From Global Witness:
The United Nations Educational, Scientific, and Cultural Organization (UNESCO) is set to award a life sciences prize named after and funded by the dictator of Equatorial Guinea, despite pleas from hundreds of outraged individuals and organizations around the world. Human rights and other civil society groups today called for a full investigation into the source of the money in a joint letter to UNESCO.Let me add my voice to those opposing this decision by UNESCO. Obiang's regime is guilty of massive, well-documented human rights violations against civilians. This is not a situation in which the facts are up for debate; there is universal agreement among observers (excluding those working in the oil industry) that Obiang is among the worst human rights violators in the world.
"UNESCO is allowing itself to be used to burnish the unsavory reputation of a cruel and corrupt despot," said Tutu Alicante of the human rights organization EG Justice. "The prize's US$3 million endowment should be used for the education and welfare of the people of Equatorial Guinea, rather than the glorification of their president."

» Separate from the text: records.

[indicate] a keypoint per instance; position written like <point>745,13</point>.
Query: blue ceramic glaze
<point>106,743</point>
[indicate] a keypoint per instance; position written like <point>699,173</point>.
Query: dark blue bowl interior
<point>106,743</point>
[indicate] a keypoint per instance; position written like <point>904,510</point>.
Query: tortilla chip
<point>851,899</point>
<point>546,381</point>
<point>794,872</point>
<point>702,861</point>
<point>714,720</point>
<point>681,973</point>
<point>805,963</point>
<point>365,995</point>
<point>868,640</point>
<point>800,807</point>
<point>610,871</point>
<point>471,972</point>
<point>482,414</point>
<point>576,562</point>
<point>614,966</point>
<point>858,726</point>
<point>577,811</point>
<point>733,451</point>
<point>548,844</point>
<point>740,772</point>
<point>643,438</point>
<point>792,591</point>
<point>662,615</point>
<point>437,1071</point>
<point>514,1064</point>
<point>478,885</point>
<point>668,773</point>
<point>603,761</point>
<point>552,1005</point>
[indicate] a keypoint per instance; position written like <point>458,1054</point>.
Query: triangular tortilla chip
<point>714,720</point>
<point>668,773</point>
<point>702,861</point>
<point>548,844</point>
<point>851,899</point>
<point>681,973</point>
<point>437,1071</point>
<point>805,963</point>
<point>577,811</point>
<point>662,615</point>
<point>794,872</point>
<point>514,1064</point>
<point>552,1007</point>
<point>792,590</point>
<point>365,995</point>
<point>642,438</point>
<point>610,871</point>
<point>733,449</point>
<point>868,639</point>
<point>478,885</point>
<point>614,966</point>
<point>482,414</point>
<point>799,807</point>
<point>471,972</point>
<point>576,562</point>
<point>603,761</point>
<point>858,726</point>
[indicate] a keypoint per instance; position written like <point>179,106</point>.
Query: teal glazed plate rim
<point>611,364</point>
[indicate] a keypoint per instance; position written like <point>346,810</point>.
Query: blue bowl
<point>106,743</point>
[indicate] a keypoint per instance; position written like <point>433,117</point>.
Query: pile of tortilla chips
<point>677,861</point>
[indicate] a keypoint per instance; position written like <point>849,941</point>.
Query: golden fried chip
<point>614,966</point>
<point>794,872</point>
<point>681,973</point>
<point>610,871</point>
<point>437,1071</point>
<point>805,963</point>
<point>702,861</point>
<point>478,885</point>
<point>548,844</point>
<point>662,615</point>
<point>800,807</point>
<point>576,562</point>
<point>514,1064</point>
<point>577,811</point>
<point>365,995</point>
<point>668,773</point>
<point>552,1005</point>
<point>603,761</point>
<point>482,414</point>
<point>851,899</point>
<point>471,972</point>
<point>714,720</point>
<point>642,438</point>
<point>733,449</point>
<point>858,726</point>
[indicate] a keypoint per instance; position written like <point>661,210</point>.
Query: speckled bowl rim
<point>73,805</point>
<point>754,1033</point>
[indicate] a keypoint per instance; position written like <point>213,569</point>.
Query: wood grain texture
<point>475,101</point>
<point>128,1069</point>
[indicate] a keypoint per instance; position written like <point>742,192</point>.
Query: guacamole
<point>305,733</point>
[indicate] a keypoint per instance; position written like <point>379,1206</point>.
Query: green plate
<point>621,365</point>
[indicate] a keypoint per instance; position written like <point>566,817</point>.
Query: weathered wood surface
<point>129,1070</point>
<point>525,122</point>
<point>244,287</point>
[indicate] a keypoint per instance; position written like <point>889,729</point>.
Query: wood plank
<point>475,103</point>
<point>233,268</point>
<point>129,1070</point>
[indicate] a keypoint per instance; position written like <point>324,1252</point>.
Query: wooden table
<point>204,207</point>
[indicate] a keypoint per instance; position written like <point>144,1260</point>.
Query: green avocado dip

...The UNESCO-Obiang Nguema Mbasogo International Prize for Research in the Life Sciences was created in 2008 to recognize "scientific achievements that improve the quality of human life." Yet under the rule of President Obiang-the prize's namesake-the quality of life in the country, sub-Saharan Africa's fourth largest oil producer, remains abysmal.
There is no good reason that a UN agency should validate his "leadership" or honor Mr. Obiang's name in any way. To implicitly claim that Obiang is concerned with improving the life of anyone outside of his own family is insulting to the memory of those innocent civilians who have been tortured and died at the hands of his regime. UNESCO - and any scientist who accepts this award - should be ashamed.